While I think this code is weird, I think it's ok. It's been that way for
5 years and is that way in FreeBSD, so I doubt that's the problem. I think
the problem is that somewhere else has vrele'd when it shouldn't, and this
is where it got caught.

So what will be hanging onto vnode references?

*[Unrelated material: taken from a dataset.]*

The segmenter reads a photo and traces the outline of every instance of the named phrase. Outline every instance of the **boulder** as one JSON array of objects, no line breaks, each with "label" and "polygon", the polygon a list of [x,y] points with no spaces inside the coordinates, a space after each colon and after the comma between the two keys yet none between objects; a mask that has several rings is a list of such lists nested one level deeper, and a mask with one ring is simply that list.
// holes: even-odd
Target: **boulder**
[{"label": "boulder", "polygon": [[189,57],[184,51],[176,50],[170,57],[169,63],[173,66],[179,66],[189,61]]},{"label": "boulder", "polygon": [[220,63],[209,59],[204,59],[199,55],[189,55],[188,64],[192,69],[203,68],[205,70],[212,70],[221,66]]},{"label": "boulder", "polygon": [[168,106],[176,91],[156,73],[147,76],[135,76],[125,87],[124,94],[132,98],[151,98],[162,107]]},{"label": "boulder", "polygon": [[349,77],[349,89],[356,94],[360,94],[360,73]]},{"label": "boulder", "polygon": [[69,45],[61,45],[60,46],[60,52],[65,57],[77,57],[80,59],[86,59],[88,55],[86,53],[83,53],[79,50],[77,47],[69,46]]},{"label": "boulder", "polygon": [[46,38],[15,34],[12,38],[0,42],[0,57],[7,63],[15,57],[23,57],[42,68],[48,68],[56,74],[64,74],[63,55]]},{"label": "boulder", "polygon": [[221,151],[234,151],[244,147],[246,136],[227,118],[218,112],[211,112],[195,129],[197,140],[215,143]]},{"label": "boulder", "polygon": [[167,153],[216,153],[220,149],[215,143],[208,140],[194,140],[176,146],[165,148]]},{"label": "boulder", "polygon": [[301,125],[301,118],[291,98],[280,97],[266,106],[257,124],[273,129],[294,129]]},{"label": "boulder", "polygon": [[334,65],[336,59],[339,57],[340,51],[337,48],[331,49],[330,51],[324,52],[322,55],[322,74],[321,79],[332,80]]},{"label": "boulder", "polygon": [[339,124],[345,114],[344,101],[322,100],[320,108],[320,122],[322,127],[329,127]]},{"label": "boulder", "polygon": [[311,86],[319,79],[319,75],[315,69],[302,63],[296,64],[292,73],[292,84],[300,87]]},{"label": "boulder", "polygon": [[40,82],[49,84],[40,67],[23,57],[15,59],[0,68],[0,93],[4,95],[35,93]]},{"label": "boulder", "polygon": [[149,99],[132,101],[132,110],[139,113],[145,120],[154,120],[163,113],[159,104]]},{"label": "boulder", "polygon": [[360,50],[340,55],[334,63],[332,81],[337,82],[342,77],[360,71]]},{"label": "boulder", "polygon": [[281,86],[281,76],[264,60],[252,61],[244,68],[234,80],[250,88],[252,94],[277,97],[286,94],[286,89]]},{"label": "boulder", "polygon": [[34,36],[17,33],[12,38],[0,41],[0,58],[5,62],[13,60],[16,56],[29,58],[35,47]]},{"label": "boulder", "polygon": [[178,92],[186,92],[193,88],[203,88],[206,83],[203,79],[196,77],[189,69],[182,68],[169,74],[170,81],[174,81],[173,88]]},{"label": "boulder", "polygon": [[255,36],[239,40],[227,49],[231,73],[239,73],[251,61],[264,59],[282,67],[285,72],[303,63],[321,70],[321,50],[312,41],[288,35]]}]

I asked Charles about it, and he pointed out that the name cache and the
buffer cache. But the buffer cache uses hold counts (not usecount which
hit zero here), and the name cache doesn't mess with usecount on the nodes
it caches.

I'm asking as I've seen something really bumping the count, and I suspect
whatever it is is getting things wrong.


Here's what I saw:

I changed vndstrategy() so that it would vprint the vnode it gets back
from VOP_BMAP. I had a filesystem on /dev/sd0d mounted at /TEST. The vnd
is configuring /dev/vnd0d on /TEST/bill/foo. The way VOP_BMAP is designed
to work is that it will map the file blocks (blocks in the vn device) into
blocks on the underlying device (/dev/sd0d).

I expected that, as I had one fs mounted, the usecount would be around 1
or 2. In some runs, I got 4, then 5, then 6. In other runs, I got numbers
around 50, and in others, around 200. This is 200 users of /dev/sd0d!

Does anyone know what other caching would be doing this?

Take care,

Bill